Regarding what is required to meet the Section 13(b) standard, the Court also noted that the stated legislative purpose of Section 13(b) is to halt unfair and deceptive practices while an administrative proceeding is pending, and the Court suggests bringing 13(b) cases only in that context. The Court suggested that past acts could be addressed through the FTC’s administrative proceedings under Section 5 of the FTC Act.
- The precedent is binding only in the Third Circuit, and we are not aware of how many other jurisdictions, if any, will follow the Third Circuit’s approach. We also do not know if the FTC will appeal this ruling or the outcome of any appeal.
- The FTC continues to have an array of administrative proceedings available. However, among other differences between FTC lawsuits and agency administrative proceedings, cases brought under Section 13(b) generally progress faster and offer the potential of significantly greater monetary penalties than those available through administrative penalties. The FTC has taken the position that they are likewise entitled to significant monetary penalties under Section 5.
- As the FTC adjusts to the Court’s findings regarding the “about to violate” standard, it is likely to make changes in its investigative and prosecutorial strategy. For example:
- The agency may conduct and complete investigations more quickly in order to bring related cases sooner.
- The agency may be more likely to initiate administrative proceedings than it was before the opinion. Among other things, this would allow the FTC to meet the pending administrative proceeding standard described by the Court, and, while the action is pending, the agency could then consider whether the situation also meets the standards for a Section 13(b) case.
- The agency may be less willing to spend time in discussion and negotiation with companies under investigation before it decides whether or not to initiate an administrative proceeding or file a complaint under Section 13(b).

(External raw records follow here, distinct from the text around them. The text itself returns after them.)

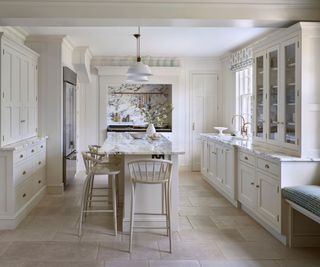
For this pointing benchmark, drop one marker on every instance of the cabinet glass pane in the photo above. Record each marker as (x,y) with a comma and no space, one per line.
(290,90)
(259,96)
(273,95)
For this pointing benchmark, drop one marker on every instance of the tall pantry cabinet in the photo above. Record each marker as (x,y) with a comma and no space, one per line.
(19,92)
(22,152)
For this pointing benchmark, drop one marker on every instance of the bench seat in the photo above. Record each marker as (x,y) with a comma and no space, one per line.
(306,196)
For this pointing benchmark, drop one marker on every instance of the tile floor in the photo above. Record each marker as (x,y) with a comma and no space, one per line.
(212,234)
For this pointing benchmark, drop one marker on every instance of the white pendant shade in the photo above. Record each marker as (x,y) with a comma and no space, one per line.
(136,78)
(139,69)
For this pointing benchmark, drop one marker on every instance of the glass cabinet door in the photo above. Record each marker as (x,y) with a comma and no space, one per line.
(259,93)
(290,94)
(273,84)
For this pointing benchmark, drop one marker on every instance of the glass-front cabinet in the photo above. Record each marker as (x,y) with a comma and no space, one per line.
(273,94)
(289,50)
(259,93)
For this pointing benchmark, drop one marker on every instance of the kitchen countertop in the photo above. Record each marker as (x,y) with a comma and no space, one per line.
(124,143)
(247,145)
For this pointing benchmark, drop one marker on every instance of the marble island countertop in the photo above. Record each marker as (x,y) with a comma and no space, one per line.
(247,145)
(124,143)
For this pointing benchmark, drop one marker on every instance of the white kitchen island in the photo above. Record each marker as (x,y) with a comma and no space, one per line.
(122,148)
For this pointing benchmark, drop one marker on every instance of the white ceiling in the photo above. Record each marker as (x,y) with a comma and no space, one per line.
(156,41)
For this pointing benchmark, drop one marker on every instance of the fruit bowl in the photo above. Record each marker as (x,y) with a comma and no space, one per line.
(220,129)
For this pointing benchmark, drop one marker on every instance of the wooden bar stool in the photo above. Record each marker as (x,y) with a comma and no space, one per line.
(152,171)
(96,166)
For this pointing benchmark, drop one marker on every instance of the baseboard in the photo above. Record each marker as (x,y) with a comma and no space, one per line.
(7,223)
(55,189)
(270,229)
(224,194)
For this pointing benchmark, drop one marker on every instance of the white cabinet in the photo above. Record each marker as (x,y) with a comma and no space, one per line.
(19,92)
(246,185)
(22,179)
(217,167)
(286,98)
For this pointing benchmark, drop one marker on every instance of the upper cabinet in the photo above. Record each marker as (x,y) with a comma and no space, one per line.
(19,92)
(286,90)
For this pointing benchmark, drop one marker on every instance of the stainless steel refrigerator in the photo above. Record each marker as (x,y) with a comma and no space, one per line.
(69,126)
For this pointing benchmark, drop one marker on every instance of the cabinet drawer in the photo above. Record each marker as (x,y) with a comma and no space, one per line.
(39,180)
(268,166)
(22,172)
(19,156)
(31,151)
(23,193)
(247,158)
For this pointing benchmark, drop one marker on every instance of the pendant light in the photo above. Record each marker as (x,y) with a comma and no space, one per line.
(138,72)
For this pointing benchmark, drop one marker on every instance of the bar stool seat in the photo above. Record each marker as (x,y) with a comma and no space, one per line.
(151,171)
(94,167)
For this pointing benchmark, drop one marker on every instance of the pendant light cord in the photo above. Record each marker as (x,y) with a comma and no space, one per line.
(137,36)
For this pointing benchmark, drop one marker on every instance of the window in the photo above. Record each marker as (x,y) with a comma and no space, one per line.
(244,96)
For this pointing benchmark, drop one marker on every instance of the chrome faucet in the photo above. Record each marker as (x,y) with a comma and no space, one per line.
(243,121)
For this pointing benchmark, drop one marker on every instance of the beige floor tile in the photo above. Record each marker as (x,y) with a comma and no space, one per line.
(199,222)
(3,247)
(240,263)
(299,263)
(132,263)
(63,264)
(210,234)
(69,251)
(209,202)
(249,250)
(191,251)
(175,263)
(116,250)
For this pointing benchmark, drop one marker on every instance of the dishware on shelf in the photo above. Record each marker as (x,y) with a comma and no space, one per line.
(138,135)
(220,129)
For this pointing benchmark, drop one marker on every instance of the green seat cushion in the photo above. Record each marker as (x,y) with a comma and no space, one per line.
(306,196)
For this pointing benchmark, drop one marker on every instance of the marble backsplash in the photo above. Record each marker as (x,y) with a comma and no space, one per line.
(127,102)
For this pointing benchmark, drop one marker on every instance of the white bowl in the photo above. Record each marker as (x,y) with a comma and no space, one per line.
(220,129)
(138,135)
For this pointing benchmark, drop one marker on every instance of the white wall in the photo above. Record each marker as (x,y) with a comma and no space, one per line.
(90,101)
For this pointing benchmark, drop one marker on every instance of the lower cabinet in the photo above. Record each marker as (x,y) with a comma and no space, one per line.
(22,180)
(217,167)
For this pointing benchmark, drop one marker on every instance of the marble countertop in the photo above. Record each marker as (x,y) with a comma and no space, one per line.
(23,144)
(124,143)
(247,145)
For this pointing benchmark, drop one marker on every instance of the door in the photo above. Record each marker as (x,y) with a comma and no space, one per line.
(259,96)
(291,92)
(269,199)
(273,122)
(246,186)
(229,171)
(204,88)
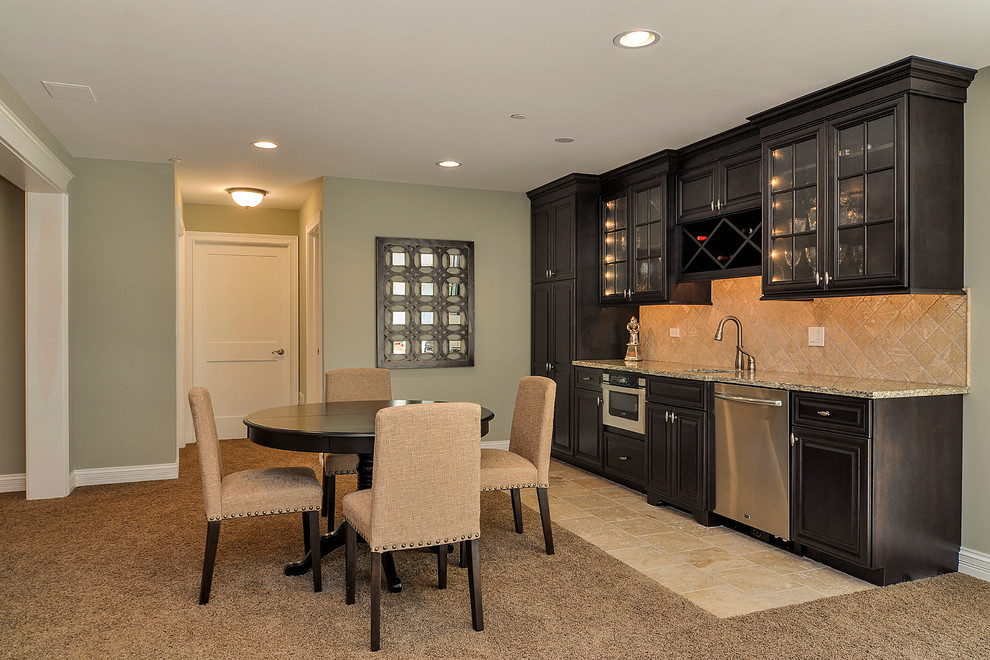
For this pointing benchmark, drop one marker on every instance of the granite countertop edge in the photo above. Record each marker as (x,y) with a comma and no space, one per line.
(840,385)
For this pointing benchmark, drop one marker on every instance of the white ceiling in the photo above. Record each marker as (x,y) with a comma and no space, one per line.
(384,89)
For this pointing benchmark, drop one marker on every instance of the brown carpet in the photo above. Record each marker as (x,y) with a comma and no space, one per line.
(113,571)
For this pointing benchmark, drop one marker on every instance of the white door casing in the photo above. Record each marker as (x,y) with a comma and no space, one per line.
(243,302)
(314,310)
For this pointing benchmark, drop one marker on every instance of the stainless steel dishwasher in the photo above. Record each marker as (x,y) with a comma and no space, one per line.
(752,475)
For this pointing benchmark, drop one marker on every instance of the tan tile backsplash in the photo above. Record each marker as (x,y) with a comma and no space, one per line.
(917,338)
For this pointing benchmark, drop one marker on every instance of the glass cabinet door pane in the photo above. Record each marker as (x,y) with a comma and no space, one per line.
(880,143)
(851,251)
(851,208)
(783,211)
(806,163)
(880,243)
(851,159)
(880,196)
(782,260)
(783,172)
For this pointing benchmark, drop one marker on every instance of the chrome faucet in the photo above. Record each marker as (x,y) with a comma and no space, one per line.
(751,361)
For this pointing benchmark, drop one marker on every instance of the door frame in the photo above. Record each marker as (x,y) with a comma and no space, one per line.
(314,310)
(192,239)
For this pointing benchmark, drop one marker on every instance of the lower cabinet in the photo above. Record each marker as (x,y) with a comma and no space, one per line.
(677,433)
(876,484)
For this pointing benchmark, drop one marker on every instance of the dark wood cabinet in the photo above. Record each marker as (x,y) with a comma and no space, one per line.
(876,484)
(587,423)
(863,188)
(636,236)
(567,322)
(677,431)
(553,241)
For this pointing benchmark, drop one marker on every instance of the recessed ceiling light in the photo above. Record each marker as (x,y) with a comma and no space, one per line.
(636,38)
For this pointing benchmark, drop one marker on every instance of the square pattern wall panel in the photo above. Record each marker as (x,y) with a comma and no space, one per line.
(425,303)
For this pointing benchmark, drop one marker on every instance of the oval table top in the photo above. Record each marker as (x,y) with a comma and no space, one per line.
(346,427)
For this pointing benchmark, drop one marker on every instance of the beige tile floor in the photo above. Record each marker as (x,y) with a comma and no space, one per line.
(720,570)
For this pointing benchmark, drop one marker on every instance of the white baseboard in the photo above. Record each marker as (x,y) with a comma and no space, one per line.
(974,563)
(120,475)
(11,483)
(495,444)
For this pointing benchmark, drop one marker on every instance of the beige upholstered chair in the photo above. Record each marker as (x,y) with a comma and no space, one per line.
(527,462)
(248,493)
(424,493)
(359,384)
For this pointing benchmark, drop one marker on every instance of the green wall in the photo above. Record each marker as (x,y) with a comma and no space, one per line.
(976,406)
(233,219)
(121,314)
(12,328)
(355,212)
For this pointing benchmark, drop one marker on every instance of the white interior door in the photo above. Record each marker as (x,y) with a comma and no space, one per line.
(244,324)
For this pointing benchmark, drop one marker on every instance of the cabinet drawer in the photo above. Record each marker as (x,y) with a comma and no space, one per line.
(588,378)
(831,412)
(626,457)
(674,391)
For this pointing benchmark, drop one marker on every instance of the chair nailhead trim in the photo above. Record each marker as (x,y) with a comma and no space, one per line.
(414,544)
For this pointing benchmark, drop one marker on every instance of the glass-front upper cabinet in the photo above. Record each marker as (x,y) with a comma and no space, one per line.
(865,174)
(793,246)
(634,243)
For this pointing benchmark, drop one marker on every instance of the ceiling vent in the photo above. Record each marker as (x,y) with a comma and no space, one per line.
(69,92)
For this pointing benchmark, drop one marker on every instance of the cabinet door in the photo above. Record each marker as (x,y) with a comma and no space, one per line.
(562,240)
(793,247)
(615,239)
(561,353)
(696,193)
(588,426)
(741,182)
(648,244)
(660,450)
(690,458)
(830,494)
(866,172)
(541,243)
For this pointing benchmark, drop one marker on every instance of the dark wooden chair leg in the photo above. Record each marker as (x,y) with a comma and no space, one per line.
(330,500)
(376,600)
(474,584)
(517,510)
(209,559)
(350,562)
(441,566)
(541,494)
(311,519)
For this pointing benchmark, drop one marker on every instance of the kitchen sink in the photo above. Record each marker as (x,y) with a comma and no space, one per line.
(706,371)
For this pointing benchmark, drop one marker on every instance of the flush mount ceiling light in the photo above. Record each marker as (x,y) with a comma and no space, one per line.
(247,197)
(636,38)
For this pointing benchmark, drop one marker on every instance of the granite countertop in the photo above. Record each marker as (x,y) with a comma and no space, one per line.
(867,388)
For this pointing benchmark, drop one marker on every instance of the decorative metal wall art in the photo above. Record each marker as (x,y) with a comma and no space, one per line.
(425,298)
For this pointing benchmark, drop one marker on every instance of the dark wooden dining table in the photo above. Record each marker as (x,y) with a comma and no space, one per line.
(345,427)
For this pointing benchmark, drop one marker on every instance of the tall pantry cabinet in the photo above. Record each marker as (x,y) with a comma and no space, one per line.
(567,323)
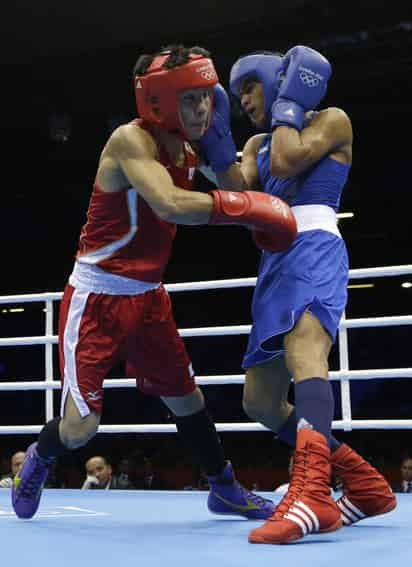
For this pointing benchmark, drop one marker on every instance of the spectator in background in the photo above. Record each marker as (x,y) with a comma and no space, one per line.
(406,477)
(99,476)
(16,462)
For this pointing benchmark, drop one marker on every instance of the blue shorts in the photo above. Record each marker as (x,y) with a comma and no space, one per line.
(312,275)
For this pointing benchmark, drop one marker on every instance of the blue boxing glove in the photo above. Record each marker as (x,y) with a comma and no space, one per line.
(217,143)
(304,85)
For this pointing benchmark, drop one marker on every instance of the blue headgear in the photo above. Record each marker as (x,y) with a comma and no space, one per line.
(267,68)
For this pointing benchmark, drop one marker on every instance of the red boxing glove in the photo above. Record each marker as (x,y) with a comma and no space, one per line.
(260,212)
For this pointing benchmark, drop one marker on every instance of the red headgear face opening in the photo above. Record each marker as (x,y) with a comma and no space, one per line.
(157,91)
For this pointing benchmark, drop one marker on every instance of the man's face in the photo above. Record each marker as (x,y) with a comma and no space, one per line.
(17,462)
(252,100)
(406,469)
(96,466)
(195,105)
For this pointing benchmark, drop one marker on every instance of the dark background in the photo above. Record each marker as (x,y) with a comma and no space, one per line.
(66,83)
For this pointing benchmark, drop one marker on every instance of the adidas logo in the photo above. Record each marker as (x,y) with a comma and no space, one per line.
(304,517)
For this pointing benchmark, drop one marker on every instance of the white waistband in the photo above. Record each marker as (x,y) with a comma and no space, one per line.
(316,217)
(90,278)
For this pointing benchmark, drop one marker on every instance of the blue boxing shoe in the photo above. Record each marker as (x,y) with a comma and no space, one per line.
(228,497)
(28,483)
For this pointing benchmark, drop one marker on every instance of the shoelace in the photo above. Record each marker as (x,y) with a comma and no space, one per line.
(31,486)
(295,486)
(254,497)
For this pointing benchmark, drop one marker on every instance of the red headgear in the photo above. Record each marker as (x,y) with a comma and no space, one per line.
(158,89)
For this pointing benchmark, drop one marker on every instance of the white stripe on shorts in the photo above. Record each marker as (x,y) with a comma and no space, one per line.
(70,340)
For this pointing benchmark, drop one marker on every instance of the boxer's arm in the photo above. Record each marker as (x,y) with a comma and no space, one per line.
(293,152)
(135,153)
(244,175)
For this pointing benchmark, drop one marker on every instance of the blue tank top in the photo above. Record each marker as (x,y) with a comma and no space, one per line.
(321,184)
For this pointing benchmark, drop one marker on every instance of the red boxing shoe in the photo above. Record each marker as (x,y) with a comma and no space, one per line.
(365,492)
(307,506)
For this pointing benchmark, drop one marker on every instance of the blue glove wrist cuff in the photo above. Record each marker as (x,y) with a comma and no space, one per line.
(287,113)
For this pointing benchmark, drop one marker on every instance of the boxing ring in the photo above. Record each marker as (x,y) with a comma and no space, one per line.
(79,528)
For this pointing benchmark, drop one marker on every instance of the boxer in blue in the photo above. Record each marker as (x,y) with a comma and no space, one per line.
(303,157)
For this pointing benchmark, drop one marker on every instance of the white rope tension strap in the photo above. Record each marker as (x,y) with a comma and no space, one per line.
(344,375)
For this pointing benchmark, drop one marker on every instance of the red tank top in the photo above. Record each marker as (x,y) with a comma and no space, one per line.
(123,235)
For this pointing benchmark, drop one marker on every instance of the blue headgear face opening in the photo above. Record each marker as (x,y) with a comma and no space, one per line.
(267,68)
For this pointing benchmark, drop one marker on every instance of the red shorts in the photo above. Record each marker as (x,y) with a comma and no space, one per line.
(96,331)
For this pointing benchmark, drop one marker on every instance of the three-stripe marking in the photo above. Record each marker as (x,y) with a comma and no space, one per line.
(350,514)
(304,517)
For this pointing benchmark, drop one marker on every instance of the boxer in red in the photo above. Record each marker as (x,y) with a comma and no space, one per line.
(114,306)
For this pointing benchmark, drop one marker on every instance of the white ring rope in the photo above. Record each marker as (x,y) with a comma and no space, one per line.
(344,375)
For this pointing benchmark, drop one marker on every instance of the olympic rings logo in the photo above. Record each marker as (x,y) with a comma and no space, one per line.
(308,80)
(208,75)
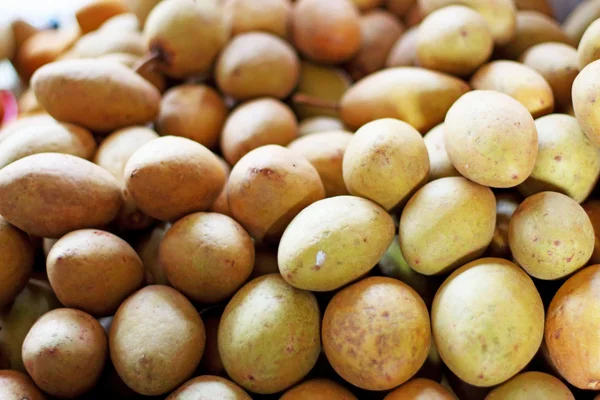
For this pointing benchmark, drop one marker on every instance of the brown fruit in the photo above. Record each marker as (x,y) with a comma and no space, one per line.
(268,187)
(257,123)
(327,31)
(257,64)
(64,352)
(156,340)
(376,333)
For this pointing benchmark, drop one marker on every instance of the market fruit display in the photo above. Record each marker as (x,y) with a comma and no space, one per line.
(301,200)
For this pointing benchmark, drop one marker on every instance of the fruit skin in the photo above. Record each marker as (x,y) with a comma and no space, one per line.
(386,161)
(481,129)
(333,242)
(209,387)
(65,352)
(399,93)
(326,32)
(318,389)
(196,112)
(171,176)
(156,340)
(571,329)
(566,162)
(99,95)
(207,256)
(268,187)
(532,384)
(269,335)
(58,193)
(488,321)
(376,333)
(550,235)
(257,64)
(94,271)
(16,385)
(464,214)
(420,388)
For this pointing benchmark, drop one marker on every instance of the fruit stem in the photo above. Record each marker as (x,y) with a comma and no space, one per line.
(304,99)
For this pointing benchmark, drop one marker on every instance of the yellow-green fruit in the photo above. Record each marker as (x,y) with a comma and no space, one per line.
(415,95)
(550,235)
(269,335)
(62,193)
(209,387)
(320,82)
(318,389)
(386,161)
(532,385)
(455,40)
(186,35)
(376,333)
(464,216)
(325,151)
(156,340)
(257,64)
(333,242)
(567,162)
(99,95)
(488,321)
(586,90)
(491,139)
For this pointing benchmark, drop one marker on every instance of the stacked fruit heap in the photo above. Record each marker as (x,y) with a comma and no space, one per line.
(135,261)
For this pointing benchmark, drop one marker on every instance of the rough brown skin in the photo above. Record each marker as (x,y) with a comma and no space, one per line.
(533,28)
(97,94)
(571,329)
(550,235)
(62,193)
(268,187)
(488,321)
(156,340)
(585,92)
(557,63)
(404,52)
(64,352)
(209,387)
(16,261)
(269,335)
(94,271)
(399,93)
(186,35)
(333,242)
(491,139)
(273,16)
(318,389)
(464,216)
(567,162)
(528,385)
(257,123)
(15,385)
(455,39)
(420,388)
(325,151)
(376,333)
(171,176)
(386,161)
(257,64)
(207,256)
(47,138)
(518,81)
(326,32)
(192,111)
(379,31)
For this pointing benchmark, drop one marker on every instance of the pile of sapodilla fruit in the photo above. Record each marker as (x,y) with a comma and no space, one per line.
(234,200)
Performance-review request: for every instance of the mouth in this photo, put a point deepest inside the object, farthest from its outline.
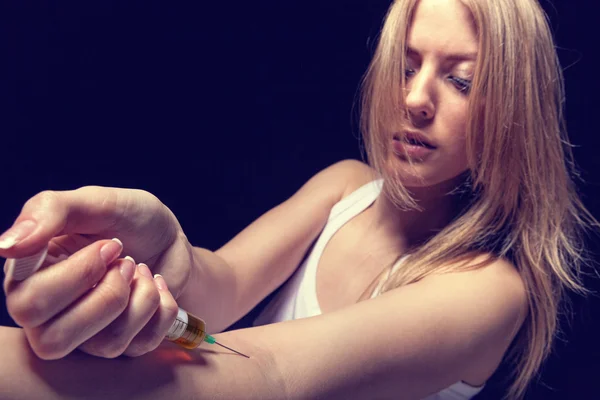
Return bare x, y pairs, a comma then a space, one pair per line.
414, 139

- Effects on certain FDA regulatory and enforcement actions are possible, given that this case related directly to alleged abuses of FDA regulatory processes and that FDA frequently works with the FTC to identify and address anti-competitive behavior.
- Given that Section 13(b) of the FTC Act is not limited to the pharmaceutical industry, there will likely be downstream effects of this decision on FTC enforcement in other areas.